Winkler Prins Encyclopedie

E. de Bruyne, G.B.J. Hiltermann en H.R. Hoetink (1947)

Gepubliceerd op 28-01-2023

Louise LABÉ

betekenis & definitie

bijgenaamd La Belle Cordière, Frans dichteres (Parcieux, Ain, 1526 - Lyon 25 Apr. 1566), was de dochter van een rijk Lyonnees burger Pierre Charly en wekte reeds vroeg door haar buitengewone schoonheid, haar kennis van Latijn, Grieks, Italiaans en Spaans en haar manhaftig karakter de bewondering van haar tijdgenoten. Zij trouwde met Ennemond Perrin, een rijk touwslager (vandaar haar bijnaam) en wijdde zich verder geheel en al aan de dichtkunst en muziek; haar huis werd de vergaderplaats van dichters, kunstenaars en geleerden.

Haar werk omvat een allegorie in proza Débat de la folie et de l'amour, die naar de inhoud aan Erasmus, naar de vorm aan Marot herinnert, 3 elegieën en 24 sonnetten. Haar poëzie is vrij van Platonische invloeden en van de gehele Oudheid vindt men er nauwelijks enkele namen in. Zij uit haar liefde ongedwongen en hartstochtelijk; men weet niet met zekerheid of die zich richtte tot de dichter O. de Magny.Bibl.: Œuvres de L.-L. Lionnoize (Lyon 1555); herhaaldelijk heruitg., o.a. d. P. Blanchemain (1875), d. Ch. Boy (1887, 2 dln), door J. Aynard (Les poètes lyonnais précurseurs de la Pléiade, 1924), door P. C. Boutens (Maastricht, 1928). Vert.: De sonnetten met de Franse tekst er naast d. P. C. Boutens (Maastricht 1924) ; Een nieuwe vertaling van de sonnetten bezorgde L. Indestege (Antwerpen 1945), die eveneens het Débat vertaalde onder de titel: Het Geschil tusschen dwaasheid en liefde (Antwerpen 1946).

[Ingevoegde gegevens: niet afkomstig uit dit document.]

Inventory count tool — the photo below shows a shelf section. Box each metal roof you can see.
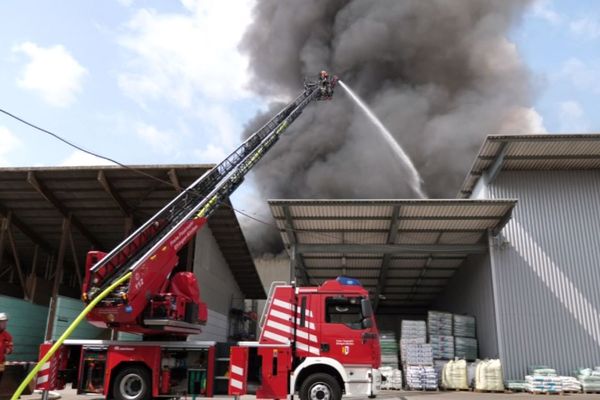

Lit.: L. Feu gère, Les femmes poètes au XVIe siècle (1860); Inleiding van de ui tg. van Ch. Boy; A. Cartier, Les poésies de L. L. in: Rev. d’hist. litt. de la France (1894), die de door Boy gevonden biogr. gegevens aanvult; Giov. Tracconaglia, Une page de 1’hist. de l’italianisme à Lyon: à travers Ie „Canzoniere” de L. L. (Lodi 1917) ; F. Picco, Dame di Francia et poeti d’Italia (Genova 1921); S. P. Kouzonowski, L. L. (1925; ook in de Rev. de Pologne, 1924) ; D. O’Connor, L. L. Sa vie et son œuvre (Abbeville 1926) ; J. Larnac, L. L., la belle Cordière de Lyon (1934).